I'm currently doing a SNAP challenge wherein we eat on a limited budget ($84 for two people) for a week. The process is interesting. Anyway I wanted to make pancakes this morning and realize we had no syrup. I mean I did have a bottle of real maple syrup in the fridge that I wasn't allowed to use, but I had bought a small bag of sugar just in case. So I thought, why not make a caramel sauce and cut up a banana for our pancakes.
Got the sugar nice and caramelized, and added canola and whole milk instead of butter and cream, and the sauce went super grainy. I took an immersion blender to it, and really reduced the graininess, to the point that my boyfriend didn't notice, but I knew it wasn't as smooth as it should be. So I thought about it, and I realized normally when I add the butter it melts at a certain pace and as I whisk emulsifies then I add the milk while the canola never seems to incorporate.
So then I tried again. This time I said no to canola and melted some cream cheese into the milk hoping to up the fat content and benefit from the guar and xantham gum in the cream cheese -although I realize those are small amounts. Still went grainy.

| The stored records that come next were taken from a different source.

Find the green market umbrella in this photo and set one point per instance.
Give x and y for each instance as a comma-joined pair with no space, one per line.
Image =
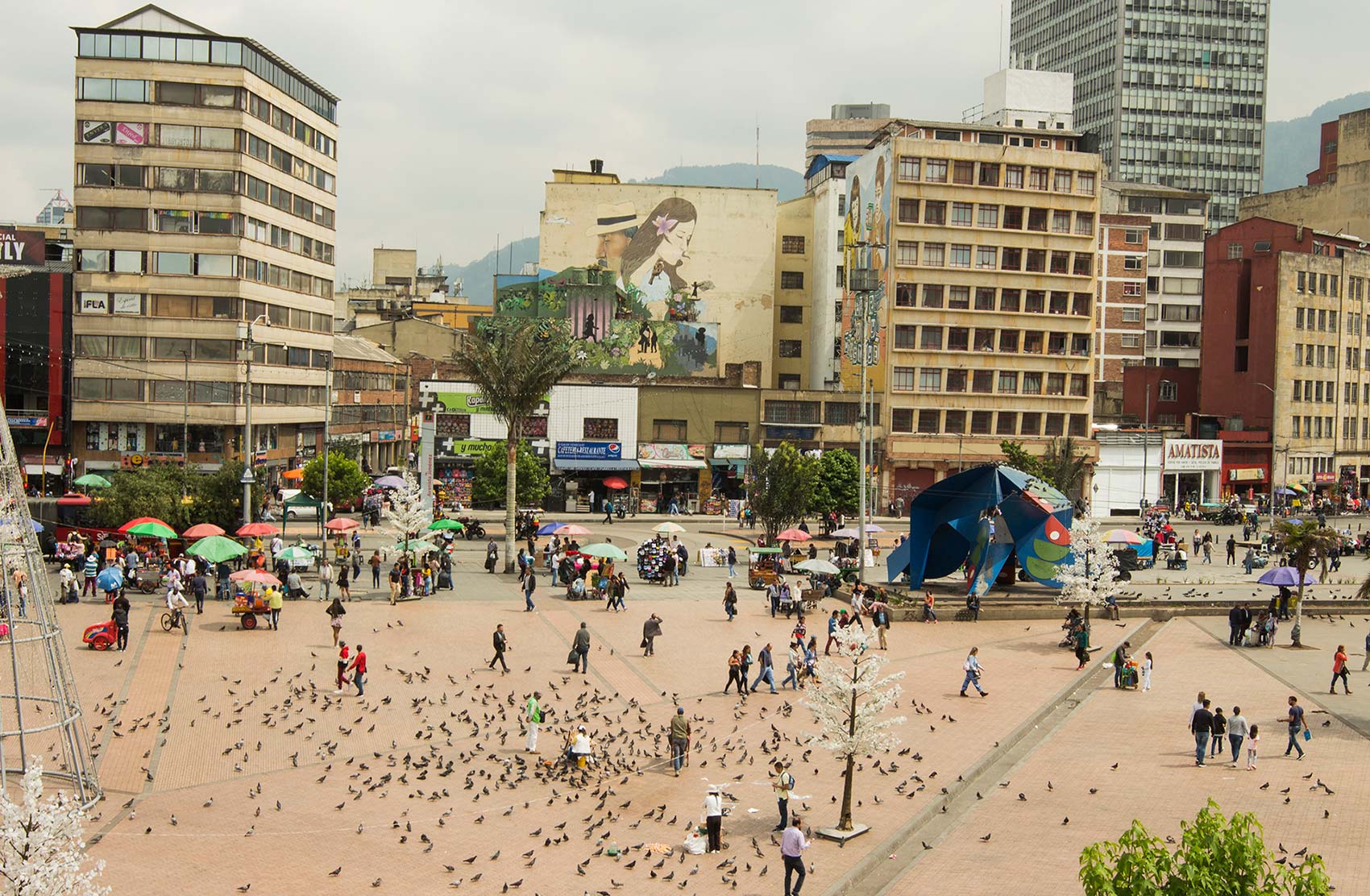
415,545
610,551
215,548
155,529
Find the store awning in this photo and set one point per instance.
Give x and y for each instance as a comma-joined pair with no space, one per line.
595,465
658,463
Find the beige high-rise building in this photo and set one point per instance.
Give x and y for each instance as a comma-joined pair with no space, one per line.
986,238
206,172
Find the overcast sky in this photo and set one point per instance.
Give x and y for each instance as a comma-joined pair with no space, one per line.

Now I'm willing to keep experimenting, but I'm getting yelled at for using up ingredients when we're supposed to be careful. I'm pretty sure the addition of corn syrup would solve the the graininess, but I'm not allowed it for the challenge. So I'm wondering, should I heat up the milk, let the sugar cool more, maybe melt the cream cheese in the liquid sugar then add the milk? Ideally I'd like a sauce that was just sugar and whole milk. I was reading through On Food and Cooking for any ideas and while a lot of time was spent discussing discussing the properties of sugar as it "melts" and that the the browning milk solids also contribute to flavor, but not how the dairy behaves when it hits the hot sugar.